And you should see your resources created:

Apply complete! Resources: 16 added, 0 changed, 0 destroyed.

Outputs:

gke_cluster_location = "us-central1"
gke_cluster_name = "adk-tf"
image_repository_full_name = "us-docker.pkg.dev/<PROJECT ID>/adk-tf"
image_repository_location = "us"
image_repository_name = "adk-tf"
k8s_service_account_name = "adk-tf"
project_id = <PROJECT ID>

Configure your kubectl context:

gcloud container clusters get-credentials $(terraform output -raw gke_cluster_name) --region $(terraform output -raw gke_cluster_location)

Deploy and Configure the Agent Application

Create the app/main.py file. This file sets up the FastAPI application using get_fast_api_app() from ADK.

import os

import uvicorn
from fastapi import FastAPI
from google.adk.cli.fast_api import get_fast_api_app

# Get the directory where main.py is located
AGENT_DIR = os.path.dirname(os.path.abspath(__file__))
# Example session service URI (e.g., SQLite)
SESSION_SERVICE_URI = ""
# Example allowed origins for CORS
ALLOWED_ORIGINS = ["http://localhost", "http://localhost:8080", "*"]
# Set web=True if you intend to serve a web interface, False otherwise
SERVE_WEB_INTERFACE = True

# Call the function to get the FastAPI app instance
# Ensure the agent directory name ('capital_agent') matches your agent folder
app: FastAPI = get_fast_api_app(
    agents_dir=AGENT_DIR,
    session_service_uri=SESSION_SERVICE_URI,
    allow_origins=ALLOWED_ORIGINS,
    web=SERVE_WEB_INTERFACE,
)

# You can add more FastAPI routes or configurations below if needed
# Example:
# @app.get("/hello")
# async def read_root():
#     return {"Hello": "World"}

if __name__ == "__main__":
    # Use the PORT environment variable provided by Cloud Run, defaulting to 8080
    uvicorn.run(app, host="0.0.0.0", port=int(os.environ.get("PORT", 8080)))

Create agent files.

When finished, your agent code has to meet these requirements:

Agent code is in a file called agent.py within your agent directory.
Your agent variable is named root_agent.

__init__.py is within your agent directory and contains from . import agent.
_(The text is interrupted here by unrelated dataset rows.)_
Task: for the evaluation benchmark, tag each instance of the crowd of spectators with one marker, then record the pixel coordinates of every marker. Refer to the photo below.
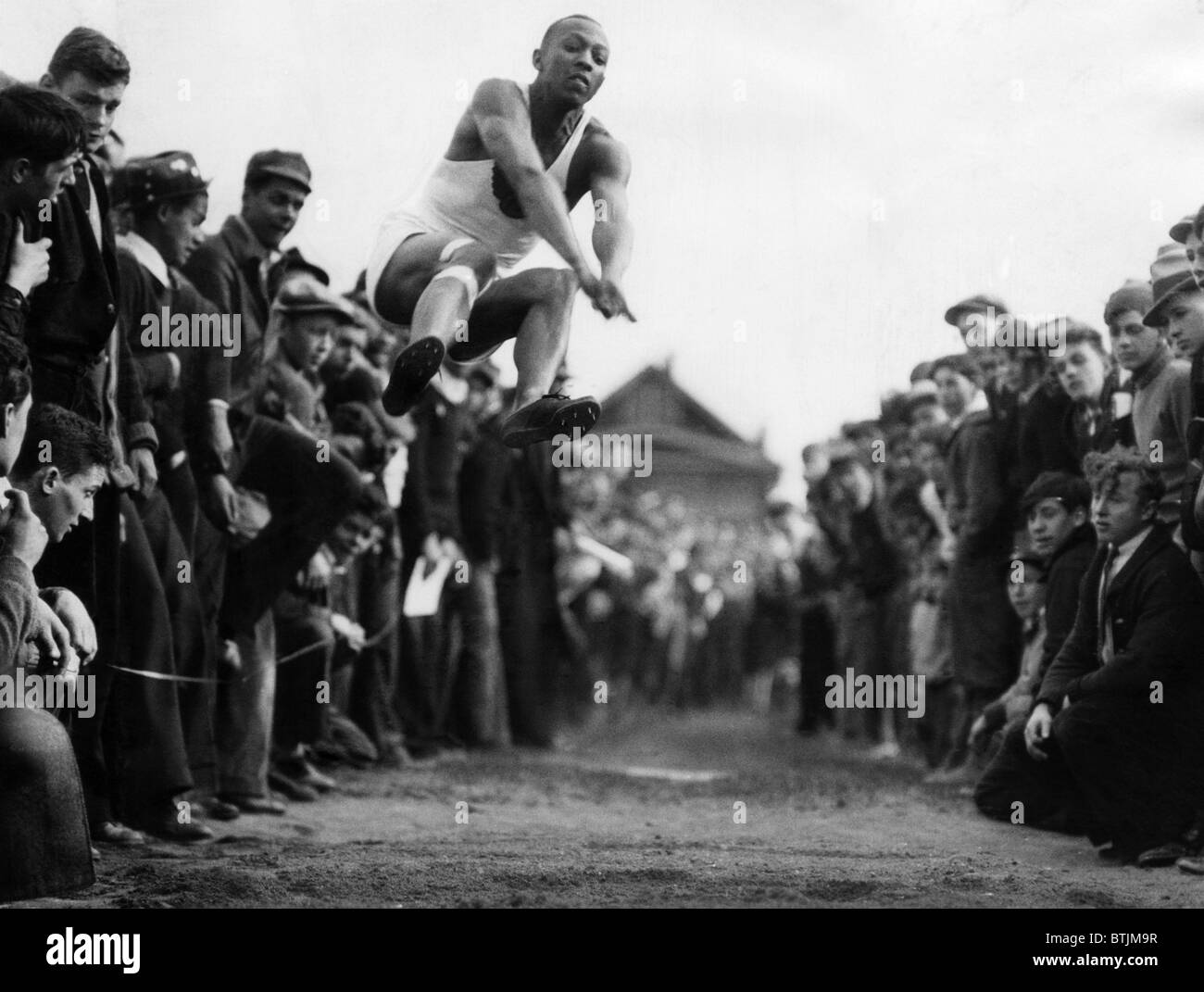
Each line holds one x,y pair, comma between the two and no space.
213,525
1022,529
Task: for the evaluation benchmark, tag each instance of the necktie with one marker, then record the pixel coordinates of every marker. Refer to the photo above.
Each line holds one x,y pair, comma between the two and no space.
1100,611
83,183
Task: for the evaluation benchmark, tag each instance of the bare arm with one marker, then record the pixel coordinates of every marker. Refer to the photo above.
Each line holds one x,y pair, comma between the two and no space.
613,232
505,125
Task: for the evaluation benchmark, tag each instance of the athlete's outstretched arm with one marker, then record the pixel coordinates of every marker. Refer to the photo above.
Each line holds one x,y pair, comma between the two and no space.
613,230
505,127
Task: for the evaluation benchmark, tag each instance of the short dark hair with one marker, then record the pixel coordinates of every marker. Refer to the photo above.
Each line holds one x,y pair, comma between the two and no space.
1072,491
1082,333
937,434
962,365
15,370
39,125
1104,467
92,55
75,445
555,24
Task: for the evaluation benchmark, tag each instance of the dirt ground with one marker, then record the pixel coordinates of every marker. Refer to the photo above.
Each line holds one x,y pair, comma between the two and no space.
638,811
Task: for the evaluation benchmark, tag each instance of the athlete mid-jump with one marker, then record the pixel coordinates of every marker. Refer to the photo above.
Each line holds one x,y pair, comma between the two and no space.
519,160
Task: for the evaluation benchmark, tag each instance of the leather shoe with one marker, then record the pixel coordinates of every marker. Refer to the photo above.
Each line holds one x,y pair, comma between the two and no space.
269,804
1193,864
294,790
414,368
297,770
219,810
111,832
548,418
1162,856
169,828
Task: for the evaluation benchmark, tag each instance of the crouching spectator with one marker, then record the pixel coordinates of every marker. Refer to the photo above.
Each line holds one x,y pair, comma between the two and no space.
1111,744
1026,589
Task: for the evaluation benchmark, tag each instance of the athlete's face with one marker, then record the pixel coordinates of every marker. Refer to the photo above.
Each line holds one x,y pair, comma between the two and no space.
573,59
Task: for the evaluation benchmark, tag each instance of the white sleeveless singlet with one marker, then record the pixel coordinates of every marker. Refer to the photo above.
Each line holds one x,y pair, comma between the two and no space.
458,196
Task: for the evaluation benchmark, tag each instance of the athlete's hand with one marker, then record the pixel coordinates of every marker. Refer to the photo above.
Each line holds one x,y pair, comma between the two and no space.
68,607
219,501
978,732
22,533
1036,731
51,635
29,262
143,462
607,297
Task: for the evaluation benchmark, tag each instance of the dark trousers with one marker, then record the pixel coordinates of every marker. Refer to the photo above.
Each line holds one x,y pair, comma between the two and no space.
77,562
478,693
307,496
818,659
424,678
44,830
155,764
1047,791
533,646
376,581
299,711
192,637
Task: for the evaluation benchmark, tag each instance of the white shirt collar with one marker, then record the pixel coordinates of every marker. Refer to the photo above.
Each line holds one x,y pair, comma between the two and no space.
976,405
148,257
1126,549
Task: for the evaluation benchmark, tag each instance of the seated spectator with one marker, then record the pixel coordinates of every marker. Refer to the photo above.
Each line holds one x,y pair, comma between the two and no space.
1026,589
1112,738
44,827
1162,397
1094,421
1056,506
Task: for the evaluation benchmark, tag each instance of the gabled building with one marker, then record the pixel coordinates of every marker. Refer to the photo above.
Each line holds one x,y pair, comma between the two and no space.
694,454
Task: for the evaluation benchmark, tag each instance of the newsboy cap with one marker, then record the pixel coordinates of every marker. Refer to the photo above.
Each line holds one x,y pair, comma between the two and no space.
284,165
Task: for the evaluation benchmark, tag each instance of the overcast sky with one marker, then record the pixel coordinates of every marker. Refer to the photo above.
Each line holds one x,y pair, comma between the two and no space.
813,182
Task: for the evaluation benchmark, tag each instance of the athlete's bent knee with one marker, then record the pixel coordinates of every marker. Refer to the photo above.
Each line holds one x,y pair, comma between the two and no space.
567,283
464,252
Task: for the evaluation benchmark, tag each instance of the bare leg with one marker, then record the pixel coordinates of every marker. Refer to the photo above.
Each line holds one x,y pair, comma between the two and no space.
534,308
432,283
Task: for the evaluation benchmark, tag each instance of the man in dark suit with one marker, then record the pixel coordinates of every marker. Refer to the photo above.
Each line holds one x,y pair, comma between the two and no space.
235,270
82,361
1115,732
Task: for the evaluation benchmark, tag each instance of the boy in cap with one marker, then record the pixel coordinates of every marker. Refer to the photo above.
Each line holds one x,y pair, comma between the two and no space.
1162,397
519,160
985,630
307,316
1179,308
1116,720
41,139
169,201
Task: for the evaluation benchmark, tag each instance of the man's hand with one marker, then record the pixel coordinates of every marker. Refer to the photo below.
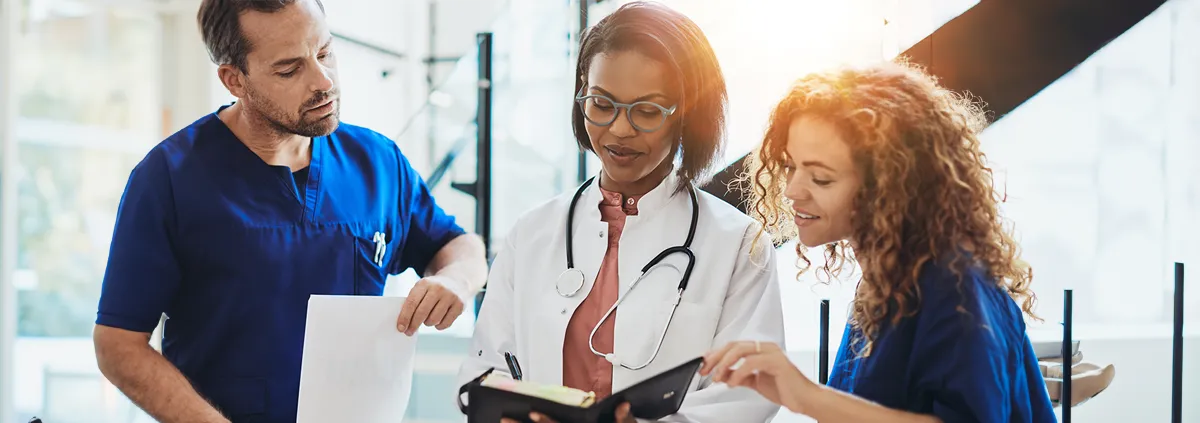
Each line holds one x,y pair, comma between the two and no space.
436,301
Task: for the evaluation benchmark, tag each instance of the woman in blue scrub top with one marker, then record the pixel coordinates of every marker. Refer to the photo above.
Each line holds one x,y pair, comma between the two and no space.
229,226
883,162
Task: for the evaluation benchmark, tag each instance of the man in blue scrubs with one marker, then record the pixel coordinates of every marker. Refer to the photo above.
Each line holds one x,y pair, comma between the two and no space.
229,225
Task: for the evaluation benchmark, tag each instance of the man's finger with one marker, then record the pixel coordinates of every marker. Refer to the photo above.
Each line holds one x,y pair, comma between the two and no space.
623,413
439,311
451,315
423,310
409,308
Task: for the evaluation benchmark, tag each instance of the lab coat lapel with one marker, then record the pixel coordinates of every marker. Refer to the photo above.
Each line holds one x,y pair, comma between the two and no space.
589,242
661,221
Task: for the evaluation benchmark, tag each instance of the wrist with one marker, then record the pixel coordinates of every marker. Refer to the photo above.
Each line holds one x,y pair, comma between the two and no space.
453,280
808,397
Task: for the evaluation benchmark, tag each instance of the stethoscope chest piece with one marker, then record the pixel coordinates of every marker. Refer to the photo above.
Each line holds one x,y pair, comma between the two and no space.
569,283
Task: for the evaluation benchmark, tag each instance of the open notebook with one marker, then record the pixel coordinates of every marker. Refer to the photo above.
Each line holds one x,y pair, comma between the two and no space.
492,397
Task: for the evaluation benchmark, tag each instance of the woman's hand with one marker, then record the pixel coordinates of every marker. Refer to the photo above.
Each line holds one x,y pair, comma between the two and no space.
623,416
762,367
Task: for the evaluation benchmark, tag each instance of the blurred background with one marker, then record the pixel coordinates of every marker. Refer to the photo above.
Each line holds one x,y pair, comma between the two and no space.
1096,142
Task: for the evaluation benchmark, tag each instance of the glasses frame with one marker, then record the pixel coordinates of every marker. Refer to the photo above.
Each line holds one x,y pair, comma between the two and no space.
581,100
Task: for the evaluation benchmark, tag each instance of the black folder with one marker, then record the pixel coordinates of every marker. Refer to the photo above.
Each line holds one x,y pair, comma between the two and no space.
653,399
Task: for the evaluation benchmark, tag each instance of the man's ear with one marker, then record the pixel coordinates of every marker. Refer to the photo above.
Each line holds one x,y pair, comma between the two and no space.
233,78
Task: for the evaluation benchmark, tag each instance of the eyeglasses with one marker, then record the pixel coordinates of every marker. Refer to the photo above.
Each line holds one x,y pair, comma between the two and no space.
643,115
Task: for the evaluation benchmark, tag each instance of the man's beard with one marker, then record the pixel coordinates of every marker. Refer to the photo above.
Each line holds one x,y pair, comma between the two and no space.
280,123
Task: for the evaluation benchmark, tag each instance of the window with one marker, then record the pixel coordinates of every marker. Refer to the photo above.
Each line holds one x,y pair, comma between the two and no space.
88,108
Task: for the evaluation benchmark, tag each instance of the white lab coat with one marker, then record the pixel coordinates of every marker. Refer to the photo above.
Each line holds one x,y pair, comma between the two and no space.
731,296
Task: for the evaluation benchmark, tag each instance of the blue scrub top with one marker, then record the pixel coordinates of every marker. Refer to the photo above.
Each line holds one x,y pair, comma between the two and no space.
969,364
231,248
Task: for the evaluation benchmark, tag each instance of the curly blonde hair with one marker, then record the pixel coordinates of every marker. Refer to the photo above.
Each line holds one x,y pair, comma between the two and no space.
927,194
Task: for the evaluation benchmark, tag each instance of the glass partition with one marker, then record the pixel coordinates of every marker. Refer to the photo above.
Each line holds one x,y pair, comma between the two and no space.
78,133
1103,185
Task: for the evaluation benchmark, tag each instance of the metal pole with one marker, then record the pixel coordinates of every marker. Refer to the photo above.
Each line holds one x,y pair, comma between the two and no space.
10,25
581,167
483,185
1177,349
1065,399
484,142
823,349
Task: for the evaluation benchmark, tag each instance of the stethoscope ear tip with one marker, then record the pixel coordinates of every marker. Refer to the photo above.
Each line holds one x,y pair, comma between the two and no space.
612,358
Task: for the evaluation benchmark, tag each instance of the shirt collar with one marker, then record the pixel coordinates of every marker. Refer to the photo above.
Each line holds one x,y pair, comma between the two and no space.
648,203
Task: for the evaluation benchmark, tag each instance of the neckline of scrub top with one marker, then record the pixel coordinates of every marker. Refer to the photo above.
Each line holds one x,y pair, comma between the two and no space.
245,156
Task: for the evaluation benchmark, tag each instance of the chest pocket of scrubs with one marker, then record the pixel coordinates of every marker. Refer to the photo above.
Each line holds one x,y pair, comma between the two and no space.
371,260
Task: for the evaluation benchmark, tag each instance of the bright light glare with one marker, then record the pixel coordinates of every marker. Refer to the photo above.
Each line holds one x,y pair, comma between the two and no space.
765,46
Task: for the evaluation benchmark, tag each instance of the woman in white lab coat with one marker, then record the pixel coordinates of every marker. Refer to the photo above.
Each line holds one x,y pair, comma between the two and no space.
649,94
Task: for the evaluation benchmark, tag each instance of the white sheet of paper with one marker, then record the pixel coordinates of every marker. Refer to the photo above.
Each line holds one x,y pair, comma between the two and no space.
357,367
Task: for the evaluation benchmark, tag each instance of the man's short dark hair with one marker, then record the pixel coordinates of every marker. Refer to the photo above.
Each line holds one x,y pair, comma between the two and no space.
221,29
672,39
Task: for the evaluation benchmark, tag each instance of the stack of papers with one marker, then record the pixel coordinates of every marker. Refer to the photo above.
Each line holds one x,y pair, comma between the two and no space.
357,367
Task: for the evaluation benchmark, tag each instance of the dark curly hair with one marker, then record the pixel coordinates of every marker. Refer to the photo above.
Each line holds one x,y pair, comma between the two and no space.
927,196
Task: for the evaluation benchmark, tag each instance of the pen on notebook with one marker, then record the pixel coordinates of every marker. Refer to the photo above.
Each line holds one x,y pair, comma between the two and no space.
514,367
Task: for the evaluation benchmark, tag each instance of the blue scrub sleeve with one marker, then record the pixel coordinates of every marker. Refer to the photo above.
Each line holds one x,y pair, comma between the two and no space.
143,274
429,227
961,361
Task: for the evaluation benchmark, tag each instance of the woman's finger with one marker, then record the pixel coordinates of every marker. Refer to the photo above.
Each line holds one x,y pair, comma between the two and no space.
712,357
721,369
750,368
541,418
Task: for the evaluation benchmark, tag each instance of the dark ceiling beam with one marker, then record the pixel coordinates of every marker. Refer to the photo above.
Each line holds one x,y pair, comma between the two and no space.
1005,52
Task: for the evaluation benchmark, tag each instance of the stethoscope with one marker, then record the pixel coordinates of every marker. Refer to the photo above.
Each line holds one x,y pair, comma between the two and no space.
570,281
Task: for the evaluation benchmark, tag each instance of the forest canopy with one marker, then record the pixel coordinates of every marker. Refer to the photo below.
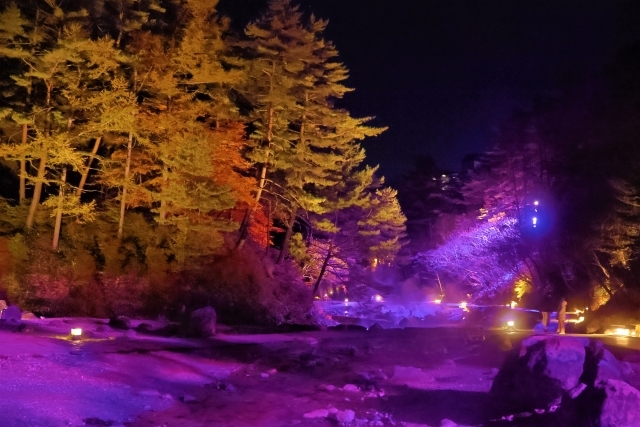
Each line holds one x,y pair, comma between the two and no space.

2.1. Create the app/capital_agent/agent.py file:

from google.adk.agents import LlmAgent

# Define a tool function
def get_capital_city(country: str) -> str:
  """Retrieves the capital city for a given country."""
  # Replace with actual logic (e.g., API call, database lookup)
  capitals = {"france": "Paris", "japan": "Tokyo", "canada": "Ottawa"}
  return capitals.get(country.lower(), f"Sorry, I don't know the capital of {country}.")


capital_agent = LlmAgent(
    model="gemini-2.0-flash",
    name="capital_agent",
    description="Answers user questions about the capital city of a given country.",
    instruction="""You are an agent that provides the capital city of a country.
             When a user asks for the capital of a country:
             1. Identify the country name from the user's query.
             2. Use the `get_capital_city` tool to find the capital.
             3. Respond clearly to the user, stating the capital city.
             Example Query: "What's the capital of France?"
             Example Response: "The capital of France is Paris."
        """,
    tools=[get_capital_city] # Provide the function directly
)

root_agent = capital_agent

2.2. Create app/capital_agent/__init__.py file:

from . import agent

Create app/requirements.txt file with necessary Python packages:

google_adk==1.4.1
fastapi==0.115.13
uvicorn==0.34.0
pydantic==2.11.7

Create app/Dockerfile to build app container image:

FROM python:3.13-slim
WORKDIR /app

RUN adduser --disabled-password --gecos "" myuser

COPY requirements.txt .
RUN pip install --no-cache-dir -r requirements.txt


COPY --chown=myuser:myuser . .

ENV PATH="/home/myuser/.local/bin:$PATH"

USER myuser

CMD ["sh", "-c", "uvicorn main:app --host 0.0.0.0 --port $PORT"]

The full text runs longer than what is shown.